Salmon Tacos with Avocado-Mango Salsa 

This dish is an instant favorite when I do cooking demonstrations.  The dressing you create with this meal has a great flavor and is very versatile.  It can also be used the next day on a cold turkey sandwich.  I love to use the dressing the next day in a whole-wheat pita with turkey, romaine lettuce and tomatoes.  

2 Tbsp. Fresh lime juice
1 Tbsp. Olive oil
1 clove garlic, minced
1/2 tsp. Oregano, dried
 1/4 tsp. Salt
 1/4 tsp. Pepper
1 lb. Salmon  ( I use the individually frozen Salmon from Costco)
8 6-inch corn tortillas
2 cups shredded cabbage or lettuce
fresh cilantro leaves, chopped

Mango-Avocado Salsa:
1 avocado, peeled, pitted, and chopped
1 mango, peeled, pitted, and chopped; -or- frozen mango,chopped 
1 Tbsp. Fresh cilantro leaves, chopped
1 cup cherry tomatoes, halved or quartered
2 Tbsp. Fresh lime juice
 1/2 tsp.
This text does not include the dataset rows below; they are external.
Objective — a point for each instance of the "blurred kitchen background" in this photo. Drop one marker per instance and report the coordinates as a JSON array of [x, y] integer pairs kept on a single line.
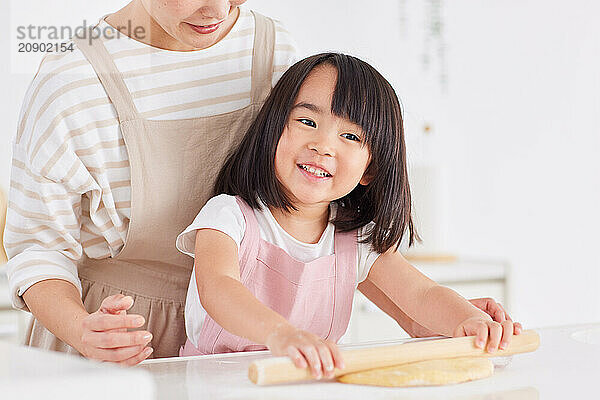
[[502, 115]]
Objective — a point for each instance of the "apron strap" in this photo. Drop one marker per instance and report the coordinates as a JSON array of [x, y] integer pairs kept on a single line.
[[110, 77], [262, 57], [248, 250], [346, 255]]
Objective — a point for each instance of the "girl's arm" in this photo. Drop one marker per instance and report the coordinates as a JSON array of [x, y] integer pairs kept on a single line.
[[238, 311], [488, 305], [435, 307]]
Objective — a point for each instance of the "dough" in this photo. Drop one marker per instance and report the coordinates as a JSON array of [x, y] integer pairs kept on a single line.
[[424, 373]]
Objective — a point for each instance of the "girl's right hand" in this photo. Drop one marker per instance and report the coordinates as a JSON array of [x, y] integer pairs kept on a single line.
[[306, 349], [105, 336]]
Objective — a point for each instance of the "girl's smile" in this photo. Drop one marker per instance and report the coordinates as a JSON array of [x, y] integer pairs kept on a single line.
[[320, 157]]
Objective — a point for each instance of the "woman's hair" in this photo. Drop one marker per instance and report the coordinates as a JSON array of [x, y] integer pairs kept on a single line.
[[365, 98]]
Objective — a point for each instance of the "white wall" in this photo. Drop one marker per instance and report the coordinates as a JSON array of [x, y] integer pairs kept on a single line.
[[515, 134]]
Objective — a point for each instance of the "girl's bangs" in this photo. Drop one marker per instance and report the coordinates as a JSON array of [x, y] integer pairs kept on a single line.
[[357, 98]]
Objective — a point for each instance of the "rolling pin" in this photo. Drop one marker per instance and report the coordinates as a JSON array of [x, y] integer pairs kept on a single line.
[[282, 370]]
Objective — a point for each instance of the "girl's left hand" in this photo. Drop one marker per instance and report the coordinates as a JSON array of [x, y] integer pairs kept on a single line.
[[497, 335]]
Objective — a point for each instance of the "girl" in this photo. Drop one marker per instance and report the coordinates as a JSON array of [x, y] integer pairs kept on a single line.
[[314, 201]]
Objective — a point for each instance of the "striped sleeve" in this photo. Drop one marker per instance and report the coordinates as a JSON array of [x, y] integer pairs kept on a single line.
[[43, 235], [42, 230]]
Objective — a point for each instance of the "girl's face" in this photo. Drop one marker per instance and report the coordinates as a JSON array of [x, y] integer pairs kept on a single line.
[[320, 157], [193, 24]]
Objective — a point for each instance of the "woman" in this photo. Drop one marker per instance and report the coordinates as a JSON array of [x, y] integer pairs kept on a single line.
[[118, 146]]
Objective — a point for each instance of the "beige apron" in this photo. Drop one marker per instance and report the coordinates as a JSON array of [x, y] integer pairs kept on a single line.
[[173, 169]]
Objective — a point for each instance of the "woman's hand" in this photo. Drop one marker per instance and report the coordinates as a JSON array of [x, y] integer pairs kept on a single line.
[[306, 349], [105, 336], [497, 335]]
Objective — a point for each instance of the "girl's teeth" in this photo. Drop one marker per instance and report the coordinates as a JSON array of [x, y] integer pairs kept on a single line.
[[317, 172]]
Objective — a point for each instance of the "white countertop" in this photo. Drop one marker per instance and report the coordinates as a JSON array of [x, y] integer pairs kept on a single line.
[[28, 373], [566, 365]]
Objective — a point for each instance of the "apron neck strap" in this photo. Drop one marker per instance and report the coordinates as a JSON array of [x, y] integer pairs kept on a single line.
[[262, 57], [110, 77]]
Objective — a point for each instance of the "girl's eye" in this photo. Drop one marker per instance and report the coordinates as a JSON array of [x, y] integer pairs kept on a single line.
[[351, 136], [308, 122]]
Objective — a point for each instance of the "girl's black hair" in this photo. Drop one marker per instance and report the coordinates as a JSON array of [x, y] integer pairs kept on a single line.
[[365, 98]]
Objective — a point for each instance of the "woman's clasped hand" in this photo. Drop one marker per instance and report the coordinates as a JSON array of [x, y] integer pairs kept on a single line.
[[105, 335]]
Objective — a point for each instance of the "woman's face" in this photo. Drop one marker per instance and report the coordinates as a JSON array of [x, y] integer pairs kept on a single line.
[[195, 24]]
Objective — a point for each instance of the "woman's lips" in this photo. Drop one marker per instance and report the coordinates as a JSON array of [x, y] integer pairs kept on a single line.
[[205, 29]]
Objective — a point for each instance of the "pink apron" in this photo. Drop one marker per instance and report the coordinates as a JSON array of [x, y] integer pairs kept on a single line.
[[314, 296]]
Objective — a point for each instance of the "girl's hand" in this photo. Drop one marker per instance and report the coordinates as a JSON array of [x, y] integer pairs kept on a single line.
[[499, 334], [105, 336], [305, 349], [497, 312]]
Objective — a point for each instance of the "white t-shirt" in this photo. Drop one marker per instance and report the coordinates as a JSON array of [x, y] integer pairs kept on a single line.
[[222, 213]]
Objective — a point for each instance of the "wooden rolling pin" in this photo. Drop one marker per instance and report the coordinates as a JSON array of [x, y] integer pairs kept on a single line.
[[282, 370]]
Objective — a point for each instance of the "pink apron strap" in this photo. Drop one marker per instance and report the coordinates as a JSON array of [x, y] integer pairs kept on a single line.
[[346, 255], [250, 242]]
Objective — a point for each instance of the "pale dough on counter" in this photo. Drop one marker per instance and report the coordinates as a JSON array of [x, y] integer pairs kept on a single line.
[[424, 373]]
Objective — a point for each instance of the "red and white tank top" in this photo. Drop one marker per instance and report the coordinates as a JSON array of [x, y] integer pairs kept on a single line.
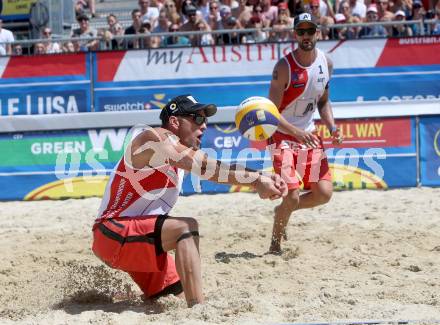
[[133, 192], [305, 87]]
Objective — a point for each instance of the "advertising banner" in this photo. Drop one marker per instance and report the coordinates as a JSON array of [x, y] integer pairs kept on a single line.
[[391, 70], [55, 84], [377, 154], [430, 150]]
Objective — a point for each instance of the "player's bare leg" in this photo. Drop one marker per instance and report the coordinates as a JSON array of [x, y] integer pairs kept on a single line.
[[282, 214], [181, 234]]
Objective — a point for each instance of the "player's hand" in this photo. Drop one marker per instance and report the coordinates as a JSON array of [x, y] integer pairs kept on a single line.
[[337, 136], [308, 139], [270, 187]]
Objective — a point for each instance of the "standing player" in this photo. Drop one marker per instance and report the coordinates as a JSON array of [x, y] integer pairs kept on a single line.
[[300, 84], [133, 231]]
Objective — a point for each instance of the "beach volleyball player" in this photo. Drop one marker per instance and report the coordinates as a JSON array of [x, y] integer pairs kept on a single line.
[[133, 231], [299, 86]]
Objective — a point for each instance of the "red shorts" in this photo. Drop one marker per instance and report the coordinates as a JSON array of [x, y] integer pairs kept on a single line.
[[134, 245], [296, 164]]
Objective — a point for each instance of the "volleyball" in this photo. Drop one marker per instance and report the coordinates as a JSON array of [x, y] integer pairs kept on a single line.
[[257, 118]]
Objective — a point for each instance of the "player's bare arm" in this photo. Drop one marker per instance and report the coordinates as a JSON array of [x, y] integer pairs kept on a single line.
[[158, 147]]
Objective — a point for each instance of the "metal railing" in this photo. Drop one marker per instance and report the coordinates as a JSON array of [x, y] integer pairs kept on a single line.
[[195, 38]]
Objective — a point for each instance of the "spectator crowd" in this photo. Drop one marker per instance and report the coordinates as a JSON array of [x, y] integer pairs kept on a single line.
[[271, 21]]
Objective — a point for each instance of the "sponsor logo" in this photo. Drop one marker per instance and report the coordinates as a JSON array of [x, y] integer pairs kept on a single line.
[[126, 107], [30, 104], [229, 128], [158, 101], [261, 116]]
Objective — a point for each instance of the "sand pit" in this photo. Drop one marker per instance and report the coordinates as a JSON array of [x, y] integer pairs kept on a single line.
[[365, 255]]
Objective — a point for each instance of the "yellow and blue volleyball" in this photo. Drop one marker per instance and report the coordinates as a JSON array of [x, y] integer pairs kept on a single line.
[[257, 118]]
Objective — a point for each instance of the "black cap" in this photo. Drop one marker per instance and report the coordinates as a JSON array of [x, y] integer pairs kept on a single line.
[[304, 18], [186, 105]]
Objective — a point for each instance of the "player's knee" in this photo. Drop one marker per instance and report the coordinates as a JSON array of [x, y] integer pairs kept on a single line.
[[325, 196]]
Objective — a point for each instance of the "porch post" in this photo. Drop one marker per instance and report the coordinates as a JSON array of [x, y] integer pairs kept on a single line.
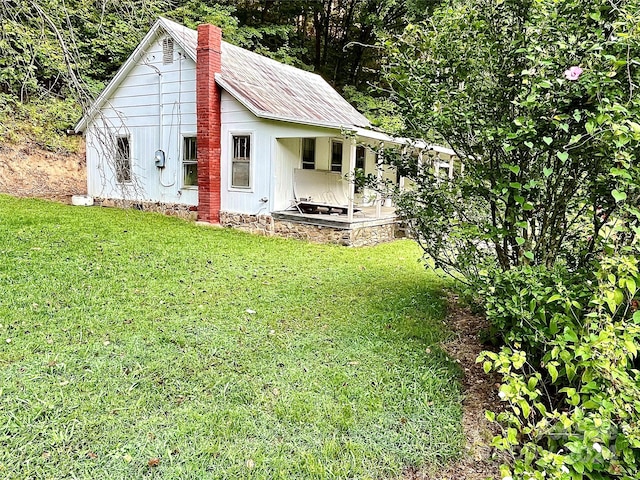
[[352, 177], [379, 179]]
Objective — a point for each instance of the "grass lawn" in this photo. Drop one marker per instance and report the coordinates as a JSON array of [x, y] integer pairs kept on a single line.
[[136, 345]]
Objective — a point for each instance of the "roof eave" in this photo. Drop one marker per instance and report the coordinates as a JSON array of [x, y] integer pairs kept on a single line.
[[281, 118]]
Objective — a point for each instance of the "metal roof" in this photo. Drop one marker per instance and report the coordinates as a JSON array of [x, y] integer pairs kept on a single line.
[[271, 89]]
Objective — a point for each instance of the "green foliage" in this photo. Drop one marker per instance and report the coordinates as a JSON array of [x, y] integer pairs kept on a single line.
[[530, 305], [572, 409], [127, 336], [40, 122], [542, 147], [538, 99], [381, 112]]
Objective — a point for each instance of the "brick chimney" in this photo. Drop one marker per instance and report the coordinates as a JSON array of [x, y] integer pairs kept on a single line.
[[209, 61]]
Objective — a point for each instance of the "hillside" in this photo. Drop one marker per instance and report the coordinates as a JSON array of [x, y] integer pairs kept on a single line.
[[28, 171]]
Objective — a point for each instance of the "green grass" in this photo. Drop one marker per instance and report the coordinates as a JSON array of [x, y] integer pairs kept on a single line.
[[127, 337]]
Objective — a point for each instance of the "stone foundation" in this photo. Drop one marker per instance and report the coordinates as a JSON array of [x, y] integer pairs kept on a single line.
[[353, 237], [268, 226], [188, 212], [260, 224]]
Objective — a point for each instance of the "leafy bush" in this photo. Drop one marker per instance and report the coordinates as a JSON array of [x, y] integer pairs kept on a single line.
[[529, 305], [574, 412]]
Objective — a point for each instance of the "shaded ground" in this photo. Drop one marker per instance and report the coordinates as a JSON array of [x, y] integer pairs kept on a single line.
[[480, 461], [27, 171]]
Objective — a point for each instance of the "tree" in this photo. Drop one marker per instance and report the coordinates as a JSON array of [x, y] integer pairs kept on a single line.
[[538, 99]]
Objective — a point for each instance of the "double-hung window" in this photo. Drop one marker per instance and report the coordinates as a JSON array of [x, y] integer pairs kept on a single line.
[[189, 162], [241, 161], [308, 153], [336, 156], [123, 159], [360, 162]]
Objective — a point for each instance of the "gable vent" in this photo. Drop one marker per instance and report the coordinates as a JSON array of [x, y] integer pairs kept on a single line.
[[167, 51]]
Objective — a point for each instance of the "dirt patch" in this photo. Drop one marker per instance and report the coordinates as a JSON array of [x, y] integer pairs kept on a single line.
[[28, 171], [479, 460]]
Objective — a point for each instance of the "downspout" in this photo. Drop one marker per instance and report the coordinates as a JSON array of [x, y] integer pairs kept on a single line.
[[160, 109]]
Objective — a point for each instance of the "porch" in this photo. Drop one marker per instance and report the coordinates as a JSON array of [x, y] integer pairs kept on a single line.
[[370, 216]]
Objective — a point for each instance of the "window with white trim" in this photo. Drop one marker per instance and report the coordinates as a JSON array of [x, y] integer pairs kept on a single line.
[[360, 170], [308, 153], [336, 156], [189, 162], [123, 159], [241, 161]]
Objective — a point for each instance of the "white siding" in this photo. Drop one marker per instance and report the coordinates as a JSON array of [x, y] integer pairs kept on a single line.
[[135, 109], [275, 153]]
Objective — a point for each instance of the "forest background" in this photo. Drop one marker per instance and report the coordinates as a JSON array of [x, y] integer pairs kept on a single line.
[[57, 55]]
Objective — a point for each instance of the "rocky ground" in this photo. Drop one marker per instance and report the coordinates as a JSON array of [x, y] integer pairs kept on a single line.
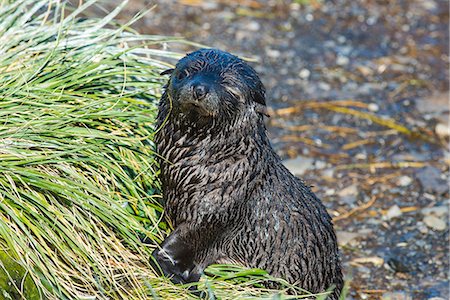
[[358, 92]]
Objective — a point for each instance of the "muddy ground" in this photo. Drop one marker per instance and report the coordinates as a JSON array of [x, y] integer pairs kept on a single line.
[[358, 92]]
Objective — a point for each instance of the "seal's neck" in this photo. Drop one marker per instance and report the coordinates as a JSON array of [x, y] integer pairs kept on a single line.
[[180, 136]]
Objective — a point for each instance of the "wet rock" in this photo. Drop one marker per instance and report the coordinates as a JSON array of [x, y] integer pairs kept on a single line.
[[438, 211], [299, 165], [435, 223], [396, 296], [320, 164], [393, 212], [442, 130], [398, 264], [304, 74], [373, 107], [342, 60], [345, 237], [348, 194], [430, 179], [404, 180]]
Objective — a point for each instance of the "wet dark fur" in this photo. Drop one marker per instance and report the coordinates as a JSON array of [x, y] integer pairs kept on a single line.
[[226, 192]]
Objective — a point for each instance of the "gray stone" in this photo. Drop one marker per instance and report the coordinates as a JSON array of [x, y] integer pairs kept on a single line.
[[393, 212], [299, 165], [430, 179], [396, 296], [404, 180], [345, 237], [435, 223]]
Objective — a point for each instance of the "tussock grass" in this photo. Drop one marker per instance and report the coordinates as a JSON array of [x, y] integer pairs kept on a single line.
[[78, 184]]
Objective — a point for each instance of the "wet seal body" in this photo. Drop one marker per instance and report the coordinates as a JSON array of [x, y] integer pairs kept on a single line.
[[226, 192]]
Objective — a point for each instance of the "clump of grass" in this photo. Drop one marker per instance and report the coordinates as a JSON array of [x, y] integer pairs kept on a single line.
[[79, 181], [78, 184]]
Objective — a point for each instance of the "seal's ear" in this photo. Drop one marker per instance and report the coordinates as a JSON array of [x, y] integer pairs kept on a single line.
[[167, 72], [262, 109]]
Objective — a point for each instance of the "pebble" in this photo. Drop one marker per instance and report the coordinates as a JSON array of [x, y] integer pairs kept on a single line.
[[253, 26], [404, 180], [299, 165], [435, 223], [396, 296], [393, 212], [342, 60], [373, 107], [442, 130], [304, 74], [430, 179], [351, 190], [320, 164], [345, 237], [438, 211], [273, 53]]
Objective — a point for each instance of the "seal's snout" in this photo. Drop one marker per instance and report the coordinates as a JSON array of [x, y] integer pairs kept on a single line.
[[199, 91]]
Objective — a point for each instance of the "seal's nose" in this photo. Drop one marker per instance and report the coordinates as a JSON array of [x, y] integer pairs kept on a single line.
[[200, 91]]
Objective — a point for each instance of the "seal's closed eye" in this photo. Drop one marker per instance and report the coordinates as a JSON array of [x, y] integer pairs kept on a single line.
[[167, 72]]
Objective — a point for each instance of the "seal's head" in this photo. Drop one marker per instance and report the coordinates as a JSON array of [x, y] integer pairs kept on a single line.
[[213, 84]]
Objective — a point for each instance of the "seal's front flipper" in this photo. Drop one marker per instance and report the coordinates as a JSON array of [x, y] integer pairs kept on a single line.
[[174, 259]]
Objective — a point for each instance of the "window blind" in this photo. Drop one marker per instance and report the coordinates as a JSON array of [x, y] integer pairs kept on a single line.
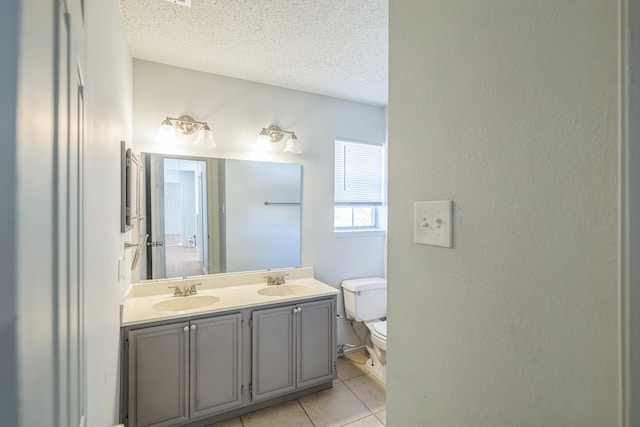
[[358, 173]]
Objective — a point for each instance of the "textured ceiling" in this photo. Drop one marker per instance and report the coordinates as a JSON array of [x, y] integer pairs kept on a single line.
[[330, 47]]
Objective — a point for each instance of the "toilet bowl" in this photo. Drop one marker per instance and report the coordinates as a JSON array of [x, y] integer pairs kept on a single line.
[[365, 300]]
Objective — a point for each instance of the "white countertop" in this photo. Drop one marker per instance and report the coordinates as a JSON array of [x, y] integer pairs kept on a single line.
[[235, 291]]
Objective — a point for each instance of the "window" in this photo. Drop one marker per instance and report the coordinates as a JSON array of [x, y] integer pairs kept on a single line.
[[358, 186]]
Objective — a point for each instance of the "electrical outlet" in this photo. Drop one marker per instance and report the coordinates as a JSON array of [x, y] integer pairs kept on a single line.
[[433, 223]]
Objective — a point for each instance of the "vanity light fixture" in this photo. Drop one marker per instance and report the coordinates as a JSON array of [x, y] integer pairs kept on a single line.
[[187, 126], [272, 135]]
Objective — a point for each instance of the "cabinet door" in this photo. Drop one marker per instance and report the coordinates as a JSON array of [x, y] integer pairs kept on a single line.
[[316, 343], [215, 364], [272, 352], [158, 375]]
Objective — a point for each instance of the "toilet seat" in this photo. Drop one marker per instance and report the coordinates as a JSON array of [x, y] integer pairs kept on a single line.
[[378, 333]]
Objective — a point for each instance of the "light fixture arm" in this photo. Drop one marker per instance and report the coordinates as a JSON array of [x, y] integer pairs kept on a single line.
[[275, 133], [186, 124]]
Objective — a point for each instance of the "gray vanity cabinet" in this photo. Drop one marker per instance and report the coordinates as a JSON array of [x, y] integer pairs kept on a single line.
[[216, 355], [184, 371], [293, 347], [158, 375]]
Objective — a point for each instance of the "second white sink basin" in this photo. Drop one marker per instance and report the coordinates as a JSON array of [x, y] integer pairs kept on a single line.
[[282, 290], [185, 303]]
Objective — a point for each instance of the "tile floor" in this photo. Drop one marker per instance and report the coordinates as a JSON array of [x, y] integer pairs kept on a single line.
[[357, 399]]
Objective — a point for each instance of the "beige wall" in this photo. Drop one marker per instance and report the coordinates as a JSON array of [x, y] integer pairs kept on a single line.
[[510, 109], [108, 97]]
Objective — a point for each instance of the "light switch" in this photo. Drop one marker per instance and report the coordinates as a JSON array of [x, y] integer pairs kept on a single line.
[[121, 269], [433, 223]]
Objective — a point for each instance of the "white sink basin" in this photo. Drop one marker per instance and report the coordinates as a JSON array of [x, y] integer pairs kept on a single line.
[[185, 303], [282, 290]]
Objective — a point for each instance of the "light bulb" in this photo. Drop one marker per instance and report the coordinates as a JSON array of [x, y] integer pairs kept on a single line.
[[293, 146]]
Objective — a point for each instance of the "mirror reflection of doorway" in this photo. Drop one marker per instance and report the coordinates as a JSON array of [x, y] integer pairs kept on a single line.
[[185, 219]]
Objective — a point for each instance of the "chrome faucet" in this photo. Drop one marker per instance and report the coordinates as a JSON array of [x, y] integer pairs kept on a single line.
[[276, 280], [186, 291]]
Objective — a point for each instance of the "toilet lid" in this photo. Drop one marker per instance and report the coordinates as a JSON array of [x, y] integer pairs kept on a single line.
[[380, 328]]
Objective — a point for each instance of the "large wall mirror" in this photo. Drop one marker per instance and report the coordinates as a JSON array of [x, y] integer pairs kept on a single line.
[[208, 216]]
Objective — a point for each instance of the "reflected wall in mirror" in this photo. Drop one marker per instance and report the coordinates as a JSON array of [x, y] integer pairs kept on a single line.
[[208, 216]]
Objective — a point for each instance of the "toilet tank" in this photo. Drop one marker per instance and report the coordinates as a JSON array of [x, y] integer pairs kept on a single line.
[[365, 299]]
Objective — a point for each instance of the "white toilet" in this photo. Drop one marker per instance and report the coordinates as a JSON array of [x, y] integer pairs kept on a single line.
[[365, 300]]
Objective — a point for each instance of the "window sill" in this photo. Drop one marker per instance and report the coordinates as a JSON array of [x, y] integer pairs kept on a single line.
[[359, 233]]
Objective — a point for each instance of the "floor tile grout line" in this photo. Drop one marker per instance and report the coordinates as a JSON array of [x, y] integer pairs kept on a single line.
[[361, 418], [365, 405], [305, 412]]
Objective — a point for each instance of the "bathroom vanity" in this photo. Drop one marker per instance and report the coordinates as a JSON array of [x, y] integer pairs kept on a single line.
[[236, 346]]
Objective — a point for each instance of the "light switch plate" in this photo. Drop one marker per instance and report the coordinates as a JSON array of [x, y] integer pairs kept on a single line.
[[433, 223], [121, 269]]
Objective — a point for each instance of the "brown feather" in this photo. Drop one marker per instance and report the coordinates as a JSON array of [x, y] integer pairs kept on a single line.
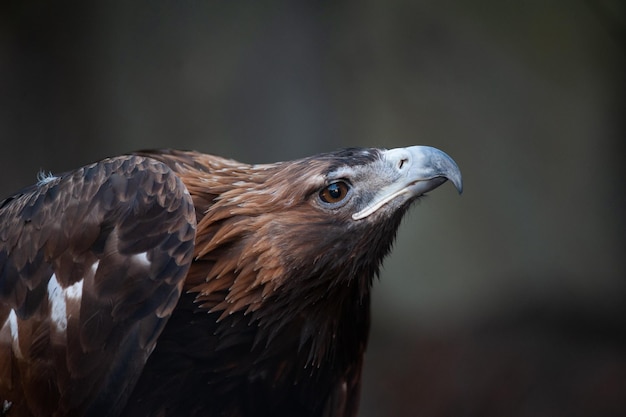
[[175, 283]]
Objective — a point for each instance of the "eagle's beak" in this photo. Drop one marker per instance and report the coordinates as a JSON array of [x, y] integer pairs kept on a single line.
[[421, 169]]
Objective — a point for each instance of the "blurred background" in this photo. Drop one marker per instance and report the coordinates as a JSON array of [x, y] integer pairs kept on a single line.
[[507, 301]]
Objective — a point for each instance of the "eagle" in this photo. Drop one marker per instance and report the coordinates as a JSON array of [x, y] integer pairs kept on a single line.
[[177, 283]]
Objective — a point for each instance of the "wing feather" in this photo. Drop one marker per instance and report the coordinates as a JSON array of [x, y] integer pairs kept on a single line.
[[91, 267]]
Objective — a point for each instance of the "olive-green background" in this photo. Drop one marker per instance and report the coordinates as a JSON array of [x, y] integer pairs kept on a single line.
[[508, 300]]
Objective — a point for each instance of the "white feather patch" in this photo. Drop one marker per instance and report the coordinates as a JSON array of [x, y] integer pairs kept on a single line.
[[11, 323], [58, 297], [141, 259]]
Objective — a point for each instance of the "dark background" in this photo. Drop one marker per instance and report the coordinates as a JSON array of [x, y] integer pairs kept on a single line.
[[507, 301]]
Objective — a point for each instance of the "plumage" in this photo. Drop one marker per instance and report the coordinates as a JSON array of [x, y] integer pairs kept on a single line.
[[178, 283]]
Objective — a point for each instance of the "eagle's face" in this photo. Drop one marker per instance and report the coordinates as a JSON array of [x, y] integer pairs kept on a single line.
[[332, 215]]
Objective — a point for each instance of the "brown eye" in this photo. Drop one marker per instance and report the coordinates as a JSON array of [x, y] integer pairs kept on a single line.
[[335, 192]]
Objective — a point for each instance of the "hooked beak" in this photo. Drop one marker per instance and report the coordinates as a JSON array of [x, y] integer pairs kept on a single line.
[[420, 169]]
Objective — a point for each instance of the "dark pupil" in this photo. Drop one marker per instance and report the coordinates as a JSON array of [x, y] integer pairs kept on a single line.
[[334, 191]]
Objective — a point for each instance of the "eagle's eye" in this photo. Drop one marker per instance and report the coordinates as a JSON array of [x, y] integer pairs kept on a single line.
[[335, 192]]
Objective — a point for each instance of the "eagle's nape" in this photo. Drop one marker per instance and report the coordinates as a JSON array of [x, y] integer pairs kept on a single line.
[[179, 283]]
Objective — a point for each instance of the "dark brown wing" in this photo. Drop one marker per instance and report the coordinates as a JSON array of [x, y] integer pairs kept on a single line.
[[91, 267]]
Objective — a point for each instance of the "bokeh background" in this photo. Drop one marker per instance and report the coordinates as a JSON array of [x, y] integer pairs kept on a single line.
[[507, 301]]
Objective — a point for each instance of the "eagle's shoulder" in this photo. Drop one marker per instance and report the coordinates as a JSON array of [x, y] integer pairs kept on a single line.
[[91, 266]]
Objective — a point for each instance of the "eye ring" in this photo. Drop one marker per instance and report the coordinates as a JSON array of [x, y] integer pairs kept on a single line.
[[335, 192]]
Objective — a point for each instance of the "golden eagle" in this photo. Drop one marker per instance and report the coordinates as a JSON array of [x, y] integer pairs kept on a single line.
[[175, 283]]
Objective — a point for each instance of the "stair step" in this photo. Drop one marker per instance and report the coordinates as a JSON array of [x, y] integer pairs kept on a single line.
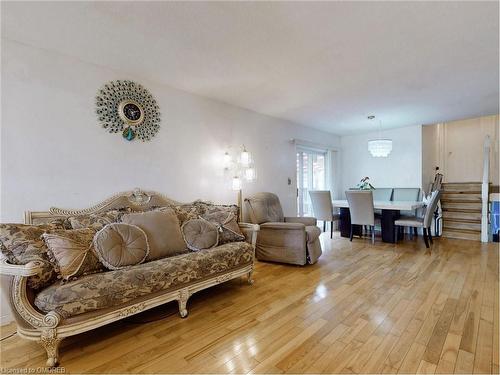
[[462, 216], [458, 224], [475, 197], [453, 205], [461, 234], [462, 186]]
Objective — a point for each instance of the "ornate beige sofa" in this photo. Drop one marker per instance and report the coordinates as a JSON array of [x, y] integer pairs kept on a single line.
[[48, 319]]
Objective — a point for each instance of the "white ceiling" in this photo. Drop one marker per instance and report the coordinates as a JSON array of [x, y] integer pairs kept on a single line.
[[324, 64]]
Salt
1 jalapeño, seeded and minced (or if you’re like me, omit the jalapeno)

1. Whisk together the first 6 ingredients in a shallow dish.  Marinate your lovely salmon for 31 minutes to an hour.  If you use the frozen fillets, defrost before you marinate them.
2. Meanwhile, mix all the salsa ingredients together in a nonmetal bowl.  Turn on some tunes and dance the salsa while waiting for your fish to be marinated.
Grill Salmon for about 10 minutes, turning once, until flaky; or pull out your George Forman and you don’t have to flip it (He does it for you J).  Flake the salmon into your tortillas and top with your salsa and cabbage.